Share via


Azure AI Model Inference (Preview)

Model inference API for models deployed in Azure AI and Azure ML with serverless and self-hosted endpoints.

This connector is available in the following products and regions:

Service Class Regions
Logic Apps Standard All Logic Apps regions except the following:
     -   Azure Government regions
     -   Azure China regions
     -   US Department of Defense (DoD)
Contact
Name Microsoft
URL https://support.microsoft.com
Connector Metadata
Publisher Microsoft Copilot Studio
Privacy policy https://privacy.microsoft.com/privacystatement
Website https://learn.microsoft.com/en-us/azure/ai-studio/reference/reference-model-inference-api
Categories AI

The Azure AI Inference connector let's you connect to your own model from azure ai studio

Prerequisites

  • A model deployed in azure ai studio

Get your credentials

To authenticate your API requests, you will need the endpoint and api key of your model.

Navigate to your resource in azure open ai studio -> deployments. Then under Endpoint the endpoint is the 'Target URI' and the key is under 'Key'.

Supported operations

The Azure AI Inference connector supports the following operations:

  1. GetModelInfo - Returns the information about the model deployed under the endpoint

Required parameters:

* `api-version` - The version of the Inference API
  1. GetChatCompletions - Creates a model response for the given chat conversation

Required parameters:

* `api-version` - The version of the Inference API
* `messages` - The chat conversation to be completed
* `model` - The Deployment name of the model, Required only for openai models

Default values of optional parameters:

* `frequency_penalty` - 0
* `presence_penalty` - 0
* `temperature` - 0.7
* `top_p` - 1

Creating a connection

The connector supports the following authentication types:

Default Parameters for creating connection. All regions Not shareable

Default

Applicable: All regions

Parameters for creating connection.

This is not shareable connection. If the power app is shared with another user, another user will be prompted to create new connection explicitly.

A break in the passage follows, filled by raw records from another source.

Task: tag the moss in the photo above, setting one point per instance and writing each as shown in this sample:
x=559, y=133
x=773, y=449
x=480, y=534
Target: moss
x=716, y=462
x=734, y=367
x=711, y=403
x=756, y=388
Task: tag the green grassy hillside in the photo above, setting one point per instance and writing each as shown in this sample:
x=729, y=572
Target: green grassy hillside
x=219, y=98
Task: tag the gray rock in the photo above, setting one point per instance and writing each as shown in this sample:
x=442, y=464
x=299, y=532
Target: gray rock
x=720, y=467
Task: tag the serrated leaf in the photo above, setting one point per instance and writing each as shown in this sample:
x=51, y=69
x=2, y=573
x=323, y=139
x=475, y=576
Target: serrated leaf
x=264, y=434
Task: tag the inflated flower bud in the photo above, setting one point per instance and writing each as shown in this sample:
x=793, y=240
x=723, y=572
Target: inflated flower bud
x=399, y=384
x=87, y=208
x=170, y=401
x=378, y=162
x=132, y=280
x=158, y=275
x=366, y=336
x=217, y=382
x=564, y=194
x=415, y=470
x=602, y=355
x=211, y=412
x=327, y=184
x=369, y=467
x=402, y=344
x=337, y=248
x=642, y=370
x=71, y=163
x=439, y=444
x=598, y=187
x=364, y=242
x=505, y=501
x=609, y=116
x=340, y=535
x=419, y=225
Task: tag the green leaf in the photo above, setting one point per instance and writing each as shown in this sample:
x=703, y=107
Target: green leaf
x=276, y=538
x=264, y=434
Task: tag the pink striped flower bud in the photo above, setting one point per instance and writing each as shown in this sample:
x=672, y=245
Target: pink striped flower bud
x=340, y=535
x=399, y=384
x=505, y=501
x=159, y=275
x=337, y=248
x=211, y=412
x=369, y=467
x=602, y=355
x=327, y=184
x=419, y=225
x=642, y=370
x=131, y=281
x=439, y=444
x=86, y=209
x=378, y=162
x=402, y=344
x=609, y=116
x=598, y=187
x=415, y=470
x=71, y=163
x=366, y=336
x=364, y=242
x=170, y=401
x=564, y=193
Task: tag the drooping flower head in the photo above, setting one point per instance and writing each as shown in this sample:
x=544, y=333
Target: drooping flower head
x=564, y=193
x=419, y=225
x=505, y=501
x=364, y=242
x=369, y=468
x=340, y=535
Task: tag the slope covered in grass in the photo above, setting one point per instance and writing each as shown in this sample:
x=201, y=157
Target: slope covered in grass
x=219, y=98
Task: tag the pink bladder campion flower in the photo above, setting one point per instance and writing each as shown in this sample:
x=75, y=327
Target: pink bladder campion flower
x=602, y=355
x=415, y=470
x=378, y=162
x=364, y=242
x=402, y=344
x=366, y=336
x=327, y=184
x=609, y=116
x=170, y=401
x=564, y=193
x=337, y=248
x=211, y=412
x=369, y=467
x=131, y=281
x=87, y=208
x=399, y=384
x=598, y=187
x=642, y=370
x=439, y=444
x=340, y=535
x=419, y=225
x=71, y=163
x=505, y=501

Name Type Description Required
Azure model endpoint URL string Enter the URL of your deployed model endpoint. For example: https://resource.openai.azure.com True
API key securestring Authorization for this API True

Throttling Limits

Name Calls Renewal Period
API calls per connection 100 60 seconds

Actions

Creates a model response for the given chat conversation

Creates a model response for the given chat conversation.

Returns the information about the model deployed under the endpoint

Returns information about the AI model. The method makes a REST API call to the /info route on the given endpoint. This method will only work when using Serverless API or Managed Compute endpoint. It will not work for GitHub Models endpoint or Azure OpenAI endpoint.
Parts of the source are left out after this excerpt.